The highly touted "framework" for an Iranian nuclear deal, announced Thursday following days of intense negotiations, is being met with mixed reviews on Capitol Hill -- as Republicans voice skepticism and lawmakers on both sides of the aisle reprise demands that Congress have a say.

President Obama, who pitched the framework as “historic,” said he would speak with House and Senate leaders -- he already has spoken briefly with Speaker John Boehner, Fox News has learned. Obama, in the Rose Garden, said the issue is “bigger than politics” and warned that if Congress killed a deal without a reasonable alternative, the United States would be blamed for the failure of diplomacy. He called it a "good deal."

But Boehner, within hours of the announcement, warned that the "parameters" represented an "alarming departure" from initial U.S. goals.

In a statement, Boehner said his "immediate concern is the administration signaling it will provide near-term sanctions relief," referring to a provision calling for U.S. and E.U. sanctions relief once inspectors verify Iran's progress toward the nuclear-related steps of the deal.

"Congress must be allowed to fully review the details of any agreement before any sanctions are lifted," Boehner said.

Obama's warning to Congress and Republicans' early reaction point to a tense few weeks ahead as Capitol Hill lawmakers weigh legislation -- which has been on hold -- demanding congressional review of a nuclear deal, and potentially another bill dealing with sanctions.

Senator Bob Corker, R-Tenn., chairman of the Senate Foreign Relations Committee, said it is important to see the specific details of Thursday’s announcement and said America should remain “clear-eyed” regarding Iran.

“If a final agreement is reached, the American people, through their elected representatives, must have the opportunity to weigh in to ensure the deal truly can eliminate the threat of Iran’s nuclear program and hold the regime accountable,” he said in a written statement.

Corker and Sen. Bob Menendez, D-N.J., sponsored the bill allowing congressional review. A 60-vote threshold would be required before lawmakers could take action. Corker said his committee would take up that legislation on April 14, and said he's "confident of a strong vote."

In a conference call, senior administration officials reiterated concerns about legislation that could derail an Iran agreement but said they are "open to discussions" with Congress on what oversight role they could play. One official said Congress would eventually get a vote, regardless, on whether to lift sanctions.

Menendez, a Democrat who has publicly criticized the Obama administration’s handling of Iran, suggested the White House take its time before agreeing to anything.
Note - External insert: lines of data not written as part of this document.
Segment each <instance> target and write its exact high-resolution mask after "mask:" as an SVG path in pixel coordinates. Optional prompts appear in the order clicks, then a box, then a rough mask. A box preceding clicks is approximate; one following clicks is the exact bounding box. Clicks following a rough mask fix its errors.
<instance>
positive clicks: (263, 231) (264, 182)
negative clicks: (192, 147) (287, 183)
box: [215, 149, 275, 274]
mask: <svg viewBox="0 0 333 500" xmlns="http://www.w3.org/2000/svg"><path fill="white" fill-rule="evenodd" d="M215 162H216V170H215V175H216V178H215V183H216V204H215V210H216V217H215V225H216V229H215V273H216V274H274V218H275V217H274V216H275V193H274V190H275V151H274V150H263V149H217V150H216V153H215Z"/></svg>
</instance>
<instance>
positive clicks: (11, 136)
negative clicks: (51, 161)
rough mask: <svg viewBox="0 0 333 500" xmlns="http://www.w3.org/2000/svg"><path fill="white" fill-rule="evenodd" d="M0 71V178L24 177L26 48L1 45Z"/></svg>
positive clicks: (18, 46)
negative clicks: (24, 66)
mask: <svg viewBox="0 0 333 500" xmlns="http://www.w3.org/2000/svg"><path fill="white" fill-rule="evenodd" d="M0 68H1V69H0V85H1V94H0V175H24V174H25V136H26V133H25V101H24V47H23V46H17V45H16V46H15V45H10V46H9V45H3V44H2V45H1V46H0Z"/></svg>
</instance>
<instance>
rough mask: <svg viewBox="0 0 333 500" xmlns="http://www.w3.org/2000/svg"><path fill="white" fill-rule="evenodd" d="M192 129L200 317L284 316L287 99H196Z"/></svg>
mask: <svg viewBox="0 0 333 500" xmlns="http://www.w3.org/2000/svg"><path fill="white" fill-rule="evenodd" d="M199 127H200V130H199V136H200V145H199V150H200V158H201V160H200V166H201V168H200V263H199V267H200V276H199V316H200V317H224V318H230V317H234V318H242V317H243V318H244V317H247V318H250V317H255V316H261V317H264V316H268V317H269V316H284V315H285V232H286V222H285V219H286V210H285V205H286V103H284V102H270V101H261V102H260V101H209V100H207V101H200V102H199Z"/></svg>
With the preliminary agreement announced Thursday, negotiators will now try to hammer out a final, comprehensive deal by a June 30 deadline.

“If diplomats can negotiate for two-years on this issue, then certainly Congress is entitled to a review period of an agreement that will fundamentally alter our relationship with Iran and the sanctions imposed by Congress,” Menendez said in a written statement. “The best outcome remains a good deal that ends Iran’s illicit nuclear weapons program. That requires a strong, united, and bipartisan approach from the administration and Congress.”

Earlier Thursday, Menendez pleaded not guilty to 14 federal charges of corruption and bribery that some have called political payback for going against the administration.

Obama's biggest allies, meanwhile, seemed to be giving his diplomatic team some space in the wake of Thursday's announcement. California Democratic Sen. Barbara Boxer seemed cautiously optimistic following the Iran announcement:

“We don’t yet know the details of a final deal, but initial reports are promising, and if the U.S. had prematurely ended talks on nuclear issues in the past, we would never have had historic and critical international agreements like the Nuclear Non-Proliferation Treaty and the New START Treaty.”

Boxer went on to praise the president and his administration for working “tirelessly to reach this point” and vowed to work to “ensure that Congress has the patience to support this diplomatic effort because the risks of walking away from the table are simply too high.”